Sussurrando quasi le parole, Francesco ricorda che “la pace per noi cristiani è cominciata in una stalla, in una mangiatoia, da una famiglia emarginata. È questa la pace che Dio vuole per ognuno dei suoi figli”. “A partire dalla vostra situazione, voi potete essere artefici di pace”, l’appello ai 6mila presenti: “Date un esempio di pace, abbiamo bisogno di pace nel mondo, nella Chiesa. Tutte le Chiese hanno bisogno di pace, tutte le religioni hanno bisogno di crescere nella pace, perché sono messaggere di pace. Ognuno di voi, nella vostra religione, può aiutare, cercando questa armonia che vi dia la dignità”.“Vi chiedo perdono per tutte quelle volte che noi cristiani ci siamo girati dall’altra parte”.

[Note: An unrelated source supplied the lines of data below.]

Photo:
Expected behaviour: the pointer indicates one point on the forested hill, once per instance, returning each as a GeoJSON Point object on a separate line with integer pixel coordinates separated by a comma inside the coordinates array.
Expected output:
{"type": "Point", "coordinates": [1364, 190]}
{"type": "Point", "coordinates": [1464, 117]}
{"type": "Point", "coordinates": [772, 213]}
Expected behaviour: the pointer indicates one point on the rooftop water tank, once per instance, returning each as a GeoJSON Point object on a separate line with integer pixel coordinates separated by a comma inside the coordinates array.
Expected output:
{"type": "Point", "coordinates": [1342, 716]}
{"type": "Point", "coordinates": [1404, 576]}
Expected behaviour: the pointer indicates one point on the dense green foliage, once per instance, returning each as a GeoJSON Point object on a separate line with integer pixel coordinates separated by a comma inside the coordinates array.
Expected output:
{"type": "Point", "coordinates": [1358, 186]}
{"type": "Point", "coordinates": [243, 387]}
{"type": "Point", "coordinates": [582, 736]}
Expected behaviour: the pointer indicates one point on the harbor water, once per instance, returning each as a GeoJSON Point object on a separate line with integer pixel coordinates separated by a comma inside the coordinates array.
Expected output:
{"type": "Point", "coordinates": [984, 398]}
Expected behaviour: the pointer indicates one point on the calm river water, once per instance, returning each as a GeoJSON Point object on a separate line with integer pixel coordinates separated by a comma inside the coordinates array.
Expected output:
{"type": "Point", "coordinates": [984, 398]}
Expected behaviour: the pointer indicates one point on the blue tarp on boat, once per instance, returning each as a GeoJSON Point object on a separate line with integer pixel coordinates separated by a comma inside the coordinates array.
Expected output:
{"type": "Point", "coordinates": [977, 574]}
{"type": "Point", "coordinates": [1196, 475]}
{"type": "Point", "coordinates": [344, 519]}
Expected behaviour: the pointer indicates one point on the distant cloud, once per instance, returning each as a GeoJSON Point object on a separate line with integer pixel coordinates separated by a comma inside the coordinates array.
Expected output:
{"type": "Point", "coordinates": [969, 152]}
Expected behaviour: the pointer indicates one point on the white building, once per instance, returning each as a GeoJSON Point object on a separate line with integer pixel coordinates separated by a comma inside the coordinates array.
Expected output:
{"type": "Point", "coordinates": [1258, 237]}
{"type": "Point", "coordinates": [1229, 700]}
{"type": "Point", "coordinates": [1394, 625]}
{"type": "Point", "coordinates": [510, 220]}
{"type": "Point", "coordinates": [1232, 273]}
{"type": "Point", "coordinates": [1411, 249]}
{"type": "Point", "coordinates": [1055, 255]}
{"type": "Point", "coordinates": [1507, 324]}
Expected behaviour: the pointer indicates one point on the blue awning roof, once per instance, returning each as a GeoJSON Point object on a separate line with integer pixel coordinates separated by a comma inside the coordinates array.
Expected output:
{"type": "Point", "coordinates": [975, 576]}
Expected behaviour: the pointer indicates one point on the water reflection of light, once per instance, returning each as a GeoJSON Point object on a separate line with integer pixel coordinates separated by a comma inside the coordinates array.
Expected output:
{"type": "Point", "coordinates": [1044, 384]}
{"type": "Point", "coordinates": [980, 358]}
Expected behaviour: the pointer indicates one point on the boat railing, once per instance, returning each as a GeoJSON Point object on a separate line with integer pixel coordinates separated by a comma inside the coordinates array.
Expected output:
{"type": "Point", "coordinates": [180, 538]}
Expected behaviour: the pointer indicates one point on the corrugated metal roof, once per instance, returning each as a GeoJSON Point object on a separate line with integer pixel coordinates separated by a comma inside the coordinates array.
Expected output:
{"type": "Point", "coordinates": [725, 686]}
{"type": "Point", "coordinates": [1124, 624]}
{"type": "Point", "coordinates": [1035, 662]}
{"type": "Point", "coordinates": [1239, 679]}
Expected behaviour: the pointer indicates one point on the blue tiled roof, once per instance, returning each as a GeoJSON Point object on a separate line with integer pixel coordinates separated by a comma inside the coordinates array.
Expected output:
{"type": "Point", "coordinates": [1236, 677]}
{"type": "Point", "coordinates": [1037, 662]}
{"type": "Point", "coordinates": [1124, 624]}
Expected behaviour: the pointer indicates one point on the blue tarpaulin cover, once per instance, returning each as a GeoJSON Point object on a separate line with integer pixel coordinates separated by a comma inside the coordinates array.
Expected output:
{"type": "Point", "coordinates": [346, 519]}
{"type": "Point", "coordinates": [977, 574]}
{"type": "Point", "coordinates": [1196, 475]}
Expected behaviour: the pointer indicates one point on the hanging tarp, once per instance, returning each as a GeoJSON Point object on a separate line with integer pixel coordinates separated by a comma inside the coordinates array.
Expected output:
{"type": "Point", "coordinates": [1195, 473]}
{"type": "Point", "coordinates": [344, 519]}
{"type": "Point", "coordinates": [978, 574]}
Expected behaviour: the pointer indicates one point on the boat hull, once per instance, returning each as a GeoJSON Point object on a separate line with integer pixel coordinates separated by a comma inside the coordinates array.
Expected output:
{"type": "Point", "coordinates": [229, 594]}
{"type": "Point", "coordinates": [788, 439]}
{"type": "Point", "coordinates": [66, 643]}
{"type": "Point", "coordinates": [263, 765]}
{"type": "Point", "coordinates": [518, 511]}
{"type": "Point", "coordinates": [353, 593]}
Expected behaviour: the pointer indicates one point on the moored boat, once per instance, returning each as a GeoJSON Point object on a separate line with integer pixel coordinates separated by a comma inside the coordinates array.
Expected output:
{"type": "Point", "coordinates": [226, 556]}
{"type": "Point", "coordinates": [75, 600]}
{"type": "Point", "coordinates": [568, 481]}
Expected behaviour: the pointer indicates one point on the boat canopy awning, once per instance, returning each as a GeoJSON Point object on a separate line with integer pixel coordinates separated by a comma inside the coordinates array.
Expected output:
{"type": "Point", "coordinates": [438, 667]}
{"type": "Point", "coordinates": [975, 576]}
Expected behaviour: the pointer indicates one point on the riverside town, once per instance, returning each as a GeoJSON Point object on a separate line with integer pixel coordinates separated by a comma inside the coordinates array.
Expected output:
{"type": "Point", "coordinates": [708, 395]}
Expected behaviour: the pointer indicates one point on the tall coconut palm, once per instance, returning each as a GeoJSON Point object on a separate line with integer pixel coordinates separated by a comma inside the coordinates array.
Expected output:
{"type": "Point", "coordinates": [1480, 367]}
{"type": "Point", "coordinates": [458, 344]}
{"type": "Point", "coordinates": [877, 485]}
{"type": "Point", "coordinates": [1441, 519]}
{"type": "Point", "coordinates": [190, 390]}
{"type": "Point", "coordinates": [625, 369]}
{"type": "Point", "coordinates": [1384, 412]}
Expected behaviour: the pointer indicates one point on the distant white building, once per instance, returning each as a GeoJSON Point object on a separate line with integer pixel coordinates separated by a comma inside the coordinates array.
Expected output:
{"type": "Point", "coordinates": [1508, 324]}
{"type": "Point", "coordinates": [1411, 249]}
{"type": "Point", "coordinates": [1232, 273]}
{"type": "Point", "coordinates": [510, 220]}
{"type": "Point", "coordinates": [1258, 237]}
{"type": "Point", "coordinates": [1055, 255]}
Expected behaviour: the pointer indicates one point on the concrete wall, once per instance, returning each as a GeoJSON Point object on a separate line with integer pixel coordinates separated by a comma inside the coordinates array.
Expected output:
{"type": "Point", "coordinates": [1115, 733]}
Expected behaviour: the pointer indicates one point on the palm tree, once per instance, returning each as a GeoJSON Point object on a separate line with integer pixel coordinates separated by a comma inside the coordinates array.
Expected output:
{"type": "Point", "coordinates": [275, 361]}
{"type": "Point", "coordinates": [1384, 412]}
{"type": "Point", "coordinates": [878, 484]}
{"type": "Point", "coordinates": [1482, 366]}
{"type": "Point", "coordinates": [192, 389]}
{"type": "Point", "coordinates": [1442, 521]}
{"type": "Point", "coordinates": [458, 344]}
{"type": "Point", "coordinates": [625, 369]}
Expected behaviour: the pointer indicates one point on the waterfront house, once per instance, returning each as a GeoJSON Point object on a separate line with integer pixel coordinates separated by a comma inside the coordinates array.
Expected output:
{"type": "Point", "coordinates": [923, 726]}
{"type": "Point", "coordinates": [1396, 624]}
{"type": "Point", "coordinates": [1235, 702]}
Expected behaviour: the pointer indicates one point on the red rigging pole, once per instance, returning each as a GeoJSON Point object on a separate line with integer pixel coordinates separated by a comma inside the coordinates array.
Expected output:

È il passaggio più forte del “mea culpa” pronunciato dal Papa al termine del discorso. “Vi ringrazio e vi chiedo perdono se qualche volta vi ho offesi con le mie parole, se non ho detto le cose che avrei dovuto dire”, comincia Francesco: “Vi chiedo perdono a nome dei cristiani che non leggono il Vangelo trovandone al centro la povertà. Per tutte quelle volte che noi cristiani, di fronte a persone povere o a situazioni di povertà, ci siamo girati dall’altra parte”.“Tutti dobbiamo costruire una Chiesa povera per i poveri”,
la consegna di Francesco, che conclude l’incontro in Aula Paolo VI con una preghiera, sempre pronunciata a braccio: “Dio, padre di tutti noi, di ognuno dei tuoi figli, ti chiedo che ci dia la forza, la gioia, che ci insegni a sognare per guardare avanti, ci insegni a essere solidali perché siamo fratelli e ci aiuti a difendere la nostra dignità. Tu sei il Padre di ognuno di noi: benedicici, Padre. Amen”. Poi, senza clamore ma con una dolce determinazione, le persone senza fissa dimora si avvicinano spontaneamente al Papa per pregare insieme a lui mettendogli una mano sulla spalla, come aveva chiesto il cardinale Barbarin all’inizio: “La preghiera dei poveri per il Papa dei poveri”.